Extrinsic cues, intrinsic cues and microfilaments regulate asymmetric protein localization in Drosophila neuroblasts.

BACKGROUND: The Drosophila central nervous system develops from stem cell like precursors called neuroblasts, which divide unequally to bud off a series of smaller daughter cells called ganglion mother cells. Neuroblasts show cell-cycle-specific asymmetric localization of both RNA and proteins: at late interphase, prospero RNA and Inscuteable, Prospero and Staufen proteins are all apically localized; at mitosis, Inscuteable remains apical whereas prospero RNA, Prospero protein and Staufen protein form basal cortical crescents. Here we use in vitro culture of neuroblasts to investigate the role of intrinsic and extrinsic cues and the cytoskeleton in asymmetric localization of Inscuteable, Prospero and Staufen proteins. RESULTS: Neuroblast cytokinesis is normal in vitro, producing a larger neuroblast and a smaller ganglion mother cell. Apical localization of Inscuteable, Prospero and Staufen in interphase neuroblasts is reduced or eliminated in vitro, but all three proteins are localized normally during mitosis (apical Inscuteable, basal Prospero and Staufen).
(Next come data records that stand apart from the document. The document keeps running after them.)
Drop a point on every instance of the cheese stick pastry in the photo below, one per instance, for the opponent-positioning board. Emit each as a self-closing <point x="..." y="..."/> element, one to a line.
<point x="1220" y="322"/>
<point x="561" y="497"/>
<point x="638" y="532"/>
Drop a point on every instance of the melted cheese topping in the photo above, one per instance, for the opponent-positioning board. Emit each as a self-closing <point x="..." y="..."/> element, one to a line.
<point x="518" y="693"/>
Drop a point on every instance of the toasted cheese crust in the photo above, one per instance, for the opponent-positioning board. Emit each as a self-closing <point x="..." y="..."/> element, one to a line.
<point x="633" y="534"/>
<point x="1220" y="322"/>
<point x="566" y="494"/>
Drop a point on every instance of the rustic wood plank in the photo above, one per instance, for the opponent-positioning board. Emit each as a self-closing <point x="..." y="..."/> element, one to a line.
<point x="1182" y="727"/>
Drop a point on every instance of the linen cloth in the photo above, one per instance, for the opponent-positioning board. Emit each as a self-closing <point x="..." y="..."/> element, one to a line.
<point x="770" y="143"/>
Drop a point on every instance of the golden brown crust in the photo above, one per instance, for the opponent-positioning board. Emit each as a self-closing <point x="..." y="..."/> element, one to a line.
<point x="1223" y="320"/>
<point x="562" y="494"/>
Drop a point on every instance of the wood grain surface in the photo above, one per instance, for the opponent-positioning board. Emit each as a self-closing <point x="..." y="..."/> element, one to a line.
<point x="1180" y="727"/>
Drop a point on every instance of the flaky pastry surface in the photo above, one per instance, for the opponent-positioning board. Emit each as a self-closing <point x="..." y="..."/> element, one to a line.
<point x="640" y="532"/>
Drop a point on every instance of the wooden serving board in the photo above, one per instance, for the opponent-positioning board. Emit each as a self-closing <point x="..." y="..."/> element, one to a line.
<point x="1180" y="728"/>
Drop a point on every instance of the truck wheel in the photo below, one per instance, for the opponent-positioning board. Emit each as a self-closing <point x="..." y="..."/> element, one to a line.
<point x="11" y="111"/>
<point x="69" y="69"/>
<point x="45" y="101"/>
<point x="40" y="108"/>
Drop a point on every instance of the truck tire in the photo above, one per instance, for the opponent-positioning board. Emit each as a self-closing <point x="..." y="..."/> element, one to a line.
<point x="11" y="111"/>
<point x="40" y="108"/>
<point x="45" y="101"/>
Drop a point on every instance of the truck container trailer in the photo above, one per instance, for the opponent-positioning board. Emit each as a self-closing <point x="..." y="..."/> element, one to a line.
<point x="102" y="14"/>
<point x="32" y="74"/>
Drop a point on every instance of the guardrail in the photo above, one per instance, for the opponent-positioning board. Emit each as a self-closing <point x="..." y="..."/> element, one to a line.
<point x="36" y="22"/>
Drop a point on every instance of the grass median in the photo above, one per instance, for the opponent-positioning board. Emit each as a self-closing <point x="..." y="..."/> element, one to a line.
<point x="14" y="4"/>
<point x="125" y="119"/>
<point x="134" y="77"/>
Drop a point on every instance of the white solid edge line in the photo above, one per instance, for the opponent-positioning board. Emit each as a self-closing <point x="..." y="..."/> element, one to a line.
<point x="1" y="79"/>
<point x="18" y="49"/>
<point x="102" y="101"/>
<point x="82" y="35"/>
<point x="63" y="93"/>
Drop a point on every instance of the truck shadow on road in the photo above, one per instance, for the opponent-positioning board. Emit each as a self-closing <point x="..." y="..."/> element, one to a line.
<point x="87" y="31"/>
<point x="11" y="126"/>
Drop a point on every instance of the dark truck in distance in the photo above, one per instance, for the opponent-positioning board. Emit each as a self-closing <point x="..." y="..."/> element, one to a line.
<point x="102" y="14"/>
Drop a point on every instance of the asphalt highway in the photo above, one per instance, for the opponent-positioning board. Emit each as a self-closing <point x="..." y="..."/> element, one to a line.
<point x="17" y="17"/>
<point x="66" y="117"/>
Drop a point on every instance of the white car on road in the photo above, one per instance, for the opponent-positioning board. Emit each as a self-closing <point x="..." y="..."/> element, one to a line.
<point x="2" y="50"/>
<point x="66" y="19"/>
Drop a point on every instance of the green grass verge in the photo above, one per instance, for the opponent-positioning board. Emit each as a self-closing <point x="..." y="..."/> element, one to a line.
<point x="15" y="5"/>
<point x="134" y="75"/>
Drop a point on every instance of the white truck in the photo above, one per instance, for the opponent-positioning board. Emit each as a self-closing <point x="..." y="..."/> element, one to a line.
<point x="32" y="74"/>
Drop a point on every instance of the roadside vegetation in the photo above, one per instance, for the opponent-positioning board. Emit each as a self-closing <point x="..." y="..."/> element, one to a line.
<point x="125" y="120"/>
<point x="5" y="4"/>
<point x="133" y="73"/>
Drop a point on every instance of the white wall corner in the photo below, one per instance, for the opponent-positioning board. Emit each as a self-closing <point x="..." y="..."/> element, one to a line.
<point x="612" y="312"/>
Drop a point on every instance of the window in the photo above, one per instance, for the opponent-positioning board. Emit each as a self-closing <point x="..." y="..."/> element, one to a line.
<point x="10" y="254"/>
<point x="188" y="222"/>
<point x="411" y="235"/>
Microfilament inhibitors result in delocalization of all three proteins. Inscuteable becomes uniform at the cortex, whereas Prospero and Staufen become cytoplasmic; inhibitor washout leads to recovery of microfilaments and asymmetric localization of all three proteins. Microtubule disruption has no effect on protein localization, but disruption of both microtubules and microfilaments results in cytoplasmic localization of Inscuteable. CONCLUSIONS: Both extrinsic and intrinsic cues regulate protein localization in neuroblasts. Microfilaments, but not microtubules, are essential for asymmetric protein anchoring (and possibly localization) in mitotic neuroblasts. Our results highlight the similarity between Drosophila, Caenorhabditis elegans, vertebrates, plants and yeast: in all organisms, asymmetric protein or RNA localization and/or anchoring requires microfilaments.[1]